Probate Judge Hirai in January rejected Peters' motion to remove Matsumoto after the master's attorney, James Duffy, likened Peters, Wong and Lindsey to "schoolyard bullies" who were attacking the master not because the report was inaccurate but because the findings were critical of them.
Peters now believes that he probably should have worked closer with Matsumoto and critics within the Kamehameha ohana about their concerns on the management of the estate and the Kamehameha Schools.
"I'm disappointed it's gotten this far. In hindsight, could we have done something differently or better?" Peters said last week. "Would it have helped? I'm not sure. It could have.

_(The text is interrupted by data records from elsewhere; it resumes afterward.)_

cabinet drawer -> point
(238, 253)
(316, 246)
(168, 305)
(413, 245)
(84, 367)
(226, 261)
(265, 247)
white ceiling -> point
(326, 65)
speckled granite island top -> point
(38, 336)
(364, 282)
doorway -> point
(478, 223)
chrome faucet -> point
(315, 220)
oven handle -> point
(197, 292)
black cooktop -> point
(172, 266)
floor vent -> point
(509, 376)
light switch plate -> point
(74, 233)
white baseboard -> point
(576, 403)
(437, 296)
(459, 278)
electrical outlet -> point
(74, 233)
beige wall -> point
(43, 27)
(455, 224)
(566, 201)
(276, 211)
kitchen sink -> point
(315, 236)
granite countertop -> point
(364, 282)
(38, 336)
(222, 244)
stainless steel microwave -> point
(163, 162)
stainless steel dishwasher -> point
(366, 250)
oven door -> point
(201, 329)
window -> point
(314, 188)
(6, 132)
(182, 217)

I'm a great Monday quarterback."
Peters, charges stand outBy Rick Daysog
in lengthy Bishop Estate
The state's exhaustive investigation into the Bishop Estate appears to focus on trustee Henry Peters as a central figure in the two-year controversy that's rocked the multibillion-dollar charitable trust.

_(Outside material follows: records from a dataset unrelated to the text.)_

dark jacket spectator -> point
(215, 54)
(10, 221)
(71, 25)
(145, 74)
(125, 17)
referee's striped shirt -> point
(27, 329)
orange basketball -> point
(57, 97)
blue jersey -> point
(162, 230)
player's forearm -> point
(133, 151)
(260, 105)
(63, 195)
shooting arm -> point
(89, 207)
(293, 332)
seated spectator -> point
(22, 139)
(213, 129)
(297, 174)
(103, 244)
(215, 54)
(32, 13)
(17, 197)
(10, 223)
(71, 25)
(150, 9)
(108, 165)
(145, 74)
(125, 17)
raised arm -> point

In a September Probate Court petition to permanently remove several trustees, Attorney General Margery Bronster alleged that Peters took part in repeated acts of self-dealing and mismanagement. The state's charges include:
Between 1993 and 1998, Peters received options to acquire 6,000 shares of stock as well as substantial director's fees from a Bermuda-based insurance company, Mid Ocean Ltd. The estate was a big investor in Mid Ocean. Peters has since declined to exercise the stock options, which would have been worth more than $400,000 under Mid Ocean's 1998 merger with competitor Exel Ltd.

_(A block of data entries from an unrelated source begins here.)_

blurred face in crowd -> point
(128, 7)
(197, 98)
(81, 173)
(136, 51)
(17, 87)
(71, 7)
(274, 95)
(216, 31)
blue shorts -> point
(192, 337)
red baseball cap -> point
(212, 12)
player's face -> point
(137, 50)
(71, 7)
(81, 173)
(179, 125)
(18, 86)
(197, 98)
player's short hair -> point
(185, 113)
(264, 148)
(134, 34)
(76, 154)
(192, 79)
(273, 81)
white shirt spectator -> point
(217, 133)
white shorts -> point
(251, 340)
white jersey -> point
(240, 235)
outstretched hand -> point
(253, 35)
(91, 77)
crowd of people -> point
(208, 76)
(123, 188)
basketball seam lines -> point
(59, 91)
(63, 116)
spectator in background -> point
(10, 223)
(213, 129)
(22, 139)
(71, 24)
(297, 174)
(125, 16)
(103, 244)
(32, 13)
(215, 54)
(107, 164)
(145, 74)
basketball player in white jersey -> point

Peters directed trust managers and the estate's former Royal Hawaiian Shopping Center subsidiary to hire his friends and relatives for unbudgeted positions and outside consulting work, according to the state. The employees included former state Rep. Terrance Tom, local attorney Albert Jeremiah and Office of Hawaiian Affairs trustee and former state Sen. Clayton Hee.
Starting in 1995, a company headed by Peters' nephew received more than $1.3 million in nonbid and subcontracting work from the estate.
The company, Rhino Roofing, conducted renovation work on Peters' Maili home.
Since 1995, Peters' former employer, Dura Constructors Inc., received more than $2.7 million in nonbid work from the estate.
In one case, Dura billed the estate $465,000 to build an athletic locker room at Kamehameha Schools that was later deemed unsafe for student use. The trust wound up correcting the building deficiencies itself and did not pursue Dura for the faulty work. Dura also conducted work on Peters' Maili home.
Along with his fellow trustees, Peters received compensation well above that of comparable organizations. In 1997, each trustee earned about $840,000 in commissions.
Peters and fellow trustees also spent more than $900,000 of trust money to lobby Congress against the passage of federal legislation limiting salaries for board members of charitable trusts.
Peters has defended himself from charges of conflicts of interest and cronyism, saying that family members or friends that work at the estate were hired because they are qualified and not because they are related to him.
He and other trustees say their compensation is performance-based and have argued that they have waived millions in dollars in commissions that they were legally entitled to.
The estate, Peters added, benefited from his sitting on outside boards in which the estate held big stakes.
He noted that two of those companies, Mid Ocean Ltd. and PBOC, have generated millions of dollars for the estate.
"We're the wealthiest we've ever been in our history and we are far more liquid than we ever have been in our history," he said.